Approximately 32% of the 30,000 or so students and employees who show up at Oregon State University each weekday do so in single-occupancy vehicles.
How big a problem is this?
Well, if the university is unable to persuade folks to use other transportation modes the future looks kind of bleak. Even with the flat to modest enrollment growth the university has seen in recent years the no-change model looks like this:
• More than 1,600 new parking spaces needed at a cost of between $16 million (surface lots) and $100 million (a garage).
• A 22% increase in carbon dioxide emissions.
• Open space losses to parking from 1.6 acres to as many as 16 acres.
That’s why the university has embarked on a transportation demand management plan involving campus transportation and planning officials as well as consultants.

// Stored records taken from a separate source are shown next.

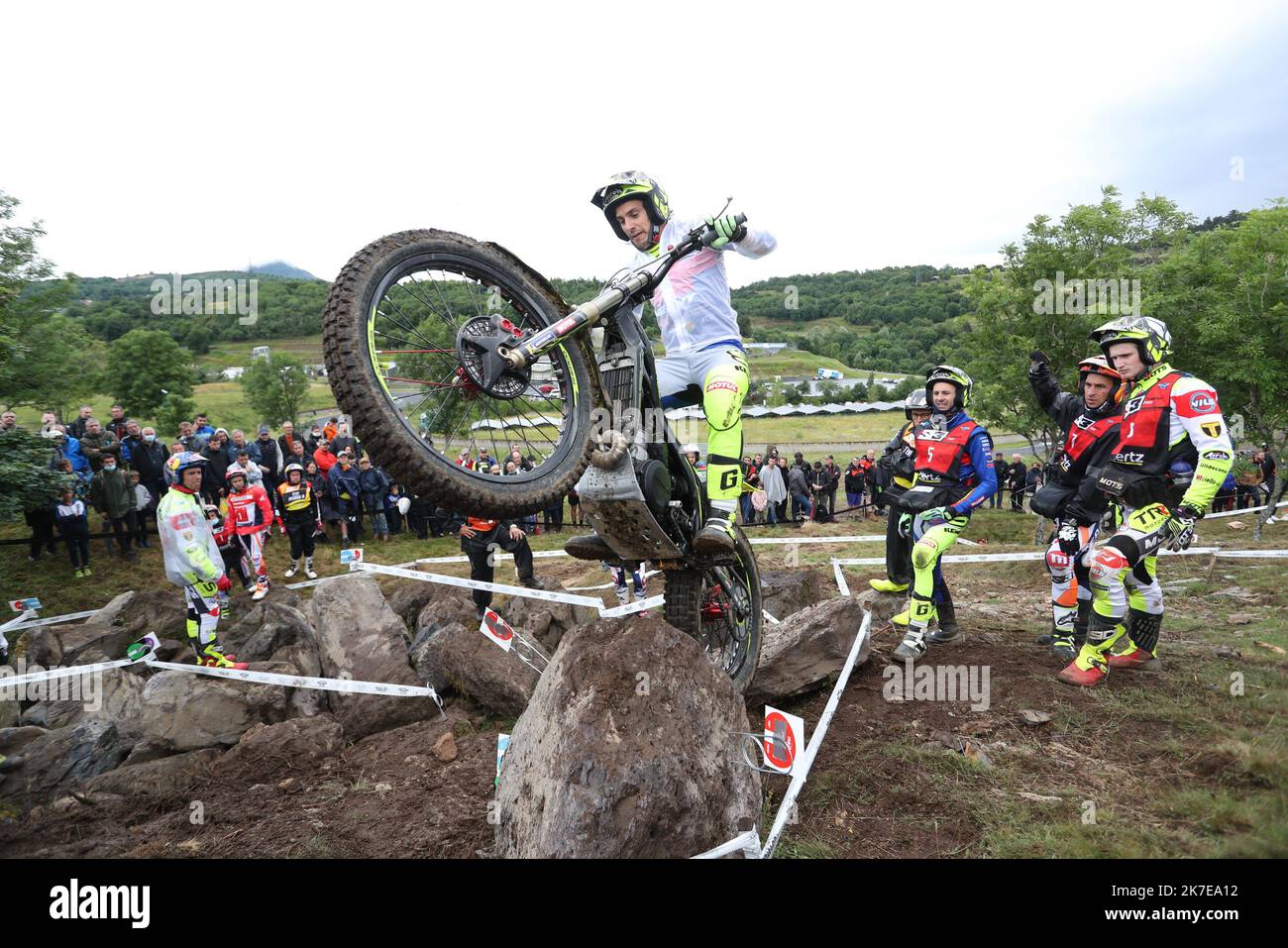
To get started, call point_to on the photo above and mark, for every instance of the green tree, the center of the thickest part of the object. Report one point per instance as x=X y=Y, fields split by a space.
x=1224 y=295
x=143 y=366
x=26 y=480
x=174 y=408
x=47 y=359
x=274 y=388
x=1039 y=298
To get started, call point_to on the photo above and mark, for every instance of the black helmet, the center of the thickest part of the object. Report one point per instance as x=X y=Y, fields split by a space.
x=627 y=185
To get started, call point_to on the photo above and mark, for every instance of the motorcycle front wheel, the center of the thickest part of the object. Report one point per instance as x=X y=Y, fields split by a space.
x=397 y=337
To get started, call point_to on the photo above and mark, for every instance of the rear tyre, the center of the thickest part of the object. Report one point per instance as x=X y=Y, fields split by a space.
x=728 y=627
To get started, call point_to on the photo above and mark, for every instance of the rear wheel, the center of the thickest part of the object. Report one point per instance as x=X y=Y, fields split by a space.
x=720 y=608
x=404 y=334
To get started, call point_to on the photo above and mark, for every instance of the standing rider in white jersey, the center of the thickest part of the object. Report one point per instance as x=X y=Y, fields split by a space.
x=704 y=361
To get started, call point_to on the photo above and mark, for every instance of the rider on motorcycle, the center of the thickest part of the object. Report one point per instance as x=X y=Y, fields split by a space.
x=704 y=360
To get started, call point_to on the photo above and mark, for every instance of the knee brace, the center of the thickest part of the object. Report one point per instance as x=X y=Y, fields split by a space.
x=722 y=393
x=923 y=554
x=1108 y=563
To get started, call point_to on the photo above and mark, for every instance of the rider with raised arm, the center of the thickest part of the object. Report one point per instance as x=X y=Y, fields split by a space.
x=1070 y=498
x=1171 y=436
x=953 y=475
x=704 y=361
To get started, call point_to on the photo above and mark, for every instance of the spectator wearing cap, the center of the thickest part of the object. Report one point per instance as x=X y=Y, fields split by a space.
x=147 y=458
x=323 y=456
x=239 y=443
x=373 y=488
x=343 y=441
x=189 y=440
x=116 y=424
x=77 y=427
x=286 y=441
x=217 y=466
x=269 y=459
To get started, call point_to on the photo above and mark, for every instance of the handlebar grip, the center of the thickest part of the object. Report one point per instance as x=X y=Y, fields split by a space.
x=711 y=236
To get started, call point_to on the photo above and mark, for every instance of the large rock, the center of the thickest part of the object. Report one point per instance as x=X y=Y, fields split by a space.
x=806 y=649
x=784 y=591
x=301 y=741
x=472 y=664
x=407 y=597
x=183 y=711
x=64 y=758
x=883 y=605
x=362 y=638
x=158 y=777
x=606 y=763
x=115 y=694
x=445 y=610
x=546 y=622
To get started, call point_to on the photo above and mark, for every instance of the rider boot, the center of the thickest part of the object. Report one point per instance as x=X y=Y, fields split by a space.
x=1140 y=655
x=919 y=612
x=948 y=629
x=1090 y=668
x=211 y=655
x=1067 y=646
x=589 y=546
x=716 y=537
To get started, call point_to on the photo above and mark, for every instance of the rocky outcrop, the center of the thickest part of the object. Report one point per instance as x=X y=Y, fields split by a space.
x=625 y=750
x=807 y=649
x=361 y=638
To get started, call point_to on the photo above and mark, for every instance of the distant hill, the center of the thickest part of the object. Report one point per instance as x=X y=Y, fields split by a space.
x=279 y=268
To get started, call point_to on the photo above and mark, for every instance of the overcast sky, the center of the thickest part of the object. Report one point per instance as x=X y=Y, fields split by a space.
x=171 y=137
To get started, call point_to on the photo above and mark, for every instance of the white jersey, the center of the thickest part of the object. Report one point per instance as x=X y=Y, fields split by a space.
x=692 y=303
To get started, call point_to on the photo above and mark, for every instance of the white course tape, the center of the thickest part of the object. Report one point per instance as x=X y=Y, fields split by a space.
x=322 y=685
x=497 y=557
x=1245 y=510
x=748 y=843
x=18 y=620
x=638 y=605
x=73 y=672
x=51 y=621
x=478 y=583
x=815 y=741
x=840 y=575
x=307 y=583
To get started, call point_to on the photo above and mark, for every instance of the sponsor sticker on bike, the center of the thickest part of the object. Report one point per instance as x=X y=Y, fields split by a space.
x=497 y=630
x=784 y=737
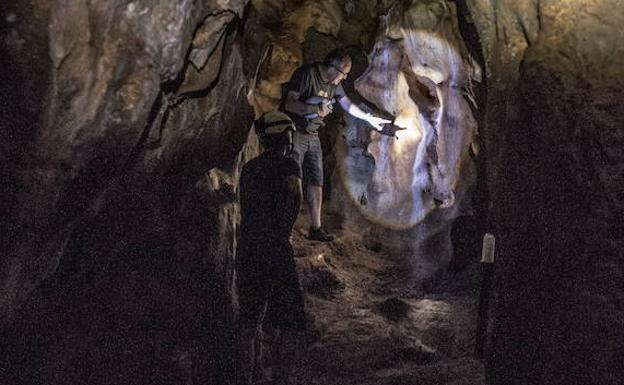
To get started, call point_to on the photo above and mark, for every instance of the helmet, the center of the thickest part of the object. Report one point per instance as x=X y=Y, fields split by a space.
x=272 y=129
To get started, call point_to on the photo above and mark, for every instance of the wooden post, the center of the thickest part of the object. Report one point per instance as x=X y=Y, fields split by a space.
x=487 y=270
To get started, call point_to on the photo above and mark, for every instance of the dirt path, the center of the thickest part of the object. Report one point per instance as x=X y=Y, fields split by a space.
x=373 y=328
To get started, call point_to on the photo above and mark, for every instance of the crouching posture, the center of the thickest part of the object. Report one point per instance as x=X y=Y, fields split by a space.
x=269 y=291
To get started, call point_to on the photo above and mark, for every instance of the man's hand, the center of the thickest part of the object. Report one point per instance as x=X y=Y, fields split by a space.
x=325 y=108
x=377 y=122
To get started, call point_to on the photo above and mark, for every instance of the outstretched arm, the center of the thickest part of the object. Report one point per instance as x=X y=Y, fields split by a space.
x=357 y=112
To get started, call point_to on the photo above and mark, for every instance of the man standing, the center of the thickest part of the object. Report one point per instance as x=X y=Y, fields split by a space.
x=307 y=98
x=268 y=287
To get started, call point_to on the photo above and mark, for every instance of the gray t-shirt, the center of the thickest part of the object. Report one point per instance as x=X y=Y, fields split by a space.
x=307 y=81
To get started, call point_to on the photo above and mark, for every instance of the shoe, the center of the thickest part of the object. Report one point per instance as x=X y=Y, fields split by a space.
x=319 y=235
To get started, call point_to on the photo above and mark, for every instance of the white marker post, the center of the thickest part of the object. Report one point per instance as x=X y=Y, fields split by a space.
x=487 y=270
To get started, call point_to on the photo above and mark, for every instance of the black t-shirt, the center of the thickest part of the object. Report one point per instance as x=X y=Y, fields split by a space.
x=307 y=81
x=268 y=207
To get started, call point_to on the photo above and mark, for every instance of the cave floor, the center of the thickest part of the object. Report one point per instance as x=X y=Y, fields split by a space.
x=372 y=325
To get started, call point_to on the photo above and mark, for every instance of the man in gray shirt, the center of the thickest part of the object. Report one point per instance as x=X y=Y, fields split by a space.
x=307 y=99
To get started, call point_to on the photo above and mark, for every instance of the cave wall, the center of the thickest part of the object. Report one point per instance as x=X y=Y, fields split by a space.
x=122 y=127
x=553 y=143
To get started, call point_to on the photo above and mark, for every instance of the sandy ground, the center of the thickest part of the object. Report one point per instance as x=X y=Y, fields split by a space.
x=372 y=325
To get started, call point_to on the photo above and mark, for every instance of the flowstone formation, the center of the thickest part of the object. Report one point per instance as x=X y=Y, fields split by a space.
x=410 y=180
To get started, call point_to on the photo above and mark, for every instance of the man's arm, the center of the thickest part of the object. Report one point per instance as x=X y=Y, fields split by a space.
x=357 y=112
x=294 y=105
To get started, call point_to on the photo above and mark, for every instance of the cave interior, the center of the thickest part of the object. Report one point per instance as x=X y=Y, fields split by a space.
x=125 y=125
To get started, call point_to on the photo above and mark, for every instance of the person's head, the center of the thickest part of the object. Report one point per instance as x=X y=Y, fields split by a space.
x=275 y=130
x=338 y=65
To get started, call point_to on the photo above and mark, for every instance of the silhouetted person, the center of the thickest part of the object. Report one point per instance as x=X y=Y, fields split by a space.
x=269 y=291
x=308 y=98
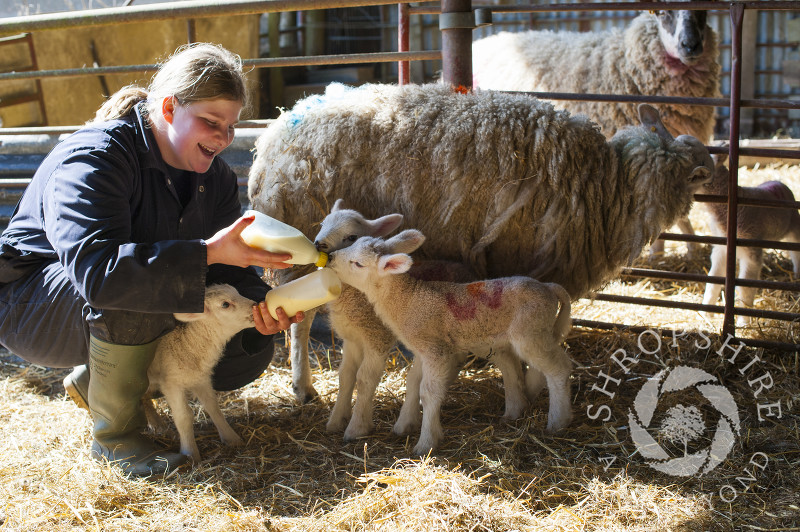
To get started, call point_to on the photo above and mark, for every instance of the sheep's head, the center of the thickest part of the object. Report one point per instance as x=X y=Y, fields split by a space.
x=230 y=310
x=343 y=226
x=371 y=258
x=683 y=34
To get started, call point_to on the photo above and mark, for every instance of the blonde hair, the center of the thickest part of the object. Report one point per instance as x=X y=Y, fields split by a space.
x=194 y=72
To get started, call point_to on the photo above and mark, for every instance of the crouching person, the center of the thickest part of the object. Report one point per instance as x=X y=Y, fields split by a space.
x=125 y=223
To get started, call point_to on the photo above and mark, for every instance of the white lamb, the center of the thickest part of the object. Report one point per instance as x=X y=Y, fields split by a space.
x=759 y=223
x=366 y=341
x=671 y=53
x=186 y=357
x=501 y=182
x=441 y=323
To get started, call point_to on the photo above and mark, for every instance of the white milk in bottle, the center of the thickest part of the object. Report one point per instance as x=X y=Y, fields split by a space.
x=273 y=235
x=307 y=292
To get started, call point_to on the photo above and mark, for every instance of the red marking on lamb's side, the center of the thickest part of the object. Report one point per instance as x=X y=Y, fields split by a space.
x=476 y=292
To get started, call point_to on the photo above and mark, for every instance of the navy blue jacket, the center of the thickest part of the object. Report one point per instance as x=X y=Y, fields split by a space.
x=102 y=204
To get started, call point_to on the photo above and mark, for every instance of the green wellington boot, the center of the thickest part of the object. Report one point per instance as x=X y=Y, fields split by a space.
x=119 y=380
x=76 y=385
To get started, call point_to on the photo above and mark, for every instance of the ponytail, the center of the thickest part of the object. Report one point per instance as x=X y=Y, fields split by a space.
x=120 y=103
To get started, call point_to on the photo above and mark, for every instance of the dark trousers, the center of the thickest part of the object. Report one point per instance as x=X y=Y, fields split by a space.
x=44 y=320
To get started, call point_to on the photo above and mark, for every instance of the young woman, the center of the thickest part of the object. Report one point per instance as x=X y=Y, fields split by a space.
x=124 y=223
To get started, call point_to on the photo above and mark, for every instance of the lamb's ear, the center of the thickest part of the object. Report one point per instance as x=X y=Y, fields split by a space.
x=385 y=224
x=394 y=264
x=406 y=241
x=650 y=119
x=190 y=316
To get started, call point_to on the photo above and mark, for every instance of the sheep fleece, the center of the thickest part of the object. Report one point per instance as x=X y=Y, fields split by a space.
x=454 y=164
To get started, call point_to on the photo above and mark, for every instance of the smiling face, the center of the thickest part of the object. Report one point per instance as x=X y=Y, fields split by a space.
x=191 y=135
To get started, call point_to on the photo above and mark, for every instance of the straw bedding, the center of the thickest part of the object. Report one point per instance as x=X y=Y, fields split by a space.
x=489 y=475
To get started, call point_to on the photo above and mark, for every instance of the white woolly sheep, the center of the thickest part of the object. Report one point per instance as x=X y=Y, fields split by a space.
x=501 y=182
x=186 y=357
x=366 y=341
x=441 y=323
x=759 y=223
x=672 y=53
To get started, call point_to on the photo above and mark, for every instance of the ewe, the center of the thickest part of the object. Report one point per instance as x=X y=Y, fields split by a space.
x=442 y=323
x=186 y=357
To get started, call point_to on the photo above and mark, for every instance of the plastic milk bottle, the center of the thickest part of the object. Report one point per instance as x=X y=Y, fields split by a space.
x=275 y=236
x=302 y=294
x=307 y=292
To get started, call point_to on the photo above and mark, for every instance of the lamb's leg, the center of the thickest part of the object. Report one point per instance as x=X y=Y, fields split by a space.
x=437 y=373
x=352 y=357
x=302 y=383
x=410 y=417
x=369 y=376
x=183 y=418
x=510 y=367
x=718 y=259
x=750 y=264
x=208 y=398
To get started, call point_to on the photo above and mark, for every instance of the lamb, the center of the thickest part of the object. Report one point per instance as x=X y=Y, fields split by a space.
x=760 y=223
x=366 y=340
x=673 y=53
x=185 y=359
x=441 y=323
x=503 y=183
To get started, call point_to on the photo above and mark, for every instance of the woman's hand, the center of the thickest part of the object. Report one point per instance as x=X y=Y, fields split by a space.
x=265 y=324
x=228 y=247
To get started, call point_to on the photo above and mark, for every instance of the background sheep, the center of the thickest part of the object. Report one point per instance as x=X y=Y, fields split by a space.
x=672 y=53
x=367 y=341
x=501 y=182
x=441 y=323
x=185 y=359
x=760 y=223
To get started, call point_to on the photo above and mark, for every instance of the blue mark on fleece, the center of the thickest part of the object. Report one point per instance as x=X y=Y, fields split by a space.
x=334 y=91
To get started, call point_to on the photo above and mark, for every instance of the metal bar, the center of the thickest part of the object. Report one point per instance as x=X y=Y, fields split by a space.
x=741 y=242
x=403 y=43
x=172 y=10
x=752 y=342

The project began in March, said Meredith Williams, transportation services director, with completion set for next spring.
The goal, Williams said, is to “reduce traffic and parking demand by distributing trips across many transportation modes.”
That means OSU needs to convince more folks to come to campus via walking, biking, public transit or car-pooling.
The project work between now and spring will focus on determining which strategies might get the university there and how much they might cost.
“Reducing single-occupancy vehicle trips, that’s our North Star goal,” Williams said. “What percentage we get to we’re still evaluating, and we want to be realistic. Can we afford these strategies? Will people change their behavior? And how long would it take to notice the change?”
Currently, 31% percent of individuals walk to campus, 20% ride a bike, 8% come via car pool or van pool and 7% use public transit.
Williams and her team conducted a mapping exercise using the addresses of students and staffers to get a grasp on how much improvement was possible.
“Are there even other options for these people?" asked Williams of the intent of the drill.
They used as parameters living within 0.5 miles of campus for walkers, within 2.5 miles (and not on a 3% hill) for cyclists, 0.25 miles from a transit stop with high route frequency and clusters of potential car-poolers up to 5 miles away.
“We’re looking at this on the basis of every trip matters,” Williams said. “If someone changes their behavior, that makes a difference. It’s really exciting to see that we don’t have to make massive changes to get results. And we were pretty conservative with the numbers.”
OSU ran another model in an effort to reduce the number of people coming to campus in single-occupancy vehicles to 20%. Moderate increases in bike, transit and car pools would do it, with the outcome being a surplus of 849 parking spaces, a reduction in CO2 of 25% and 8.5 acres of land being freed up for other uses.
Williams said it wasn’t clear how much the walking percentage might go up, because there is kind of a red line at 0.5 miles from campus beyond which folks just won’t use the shoe leather.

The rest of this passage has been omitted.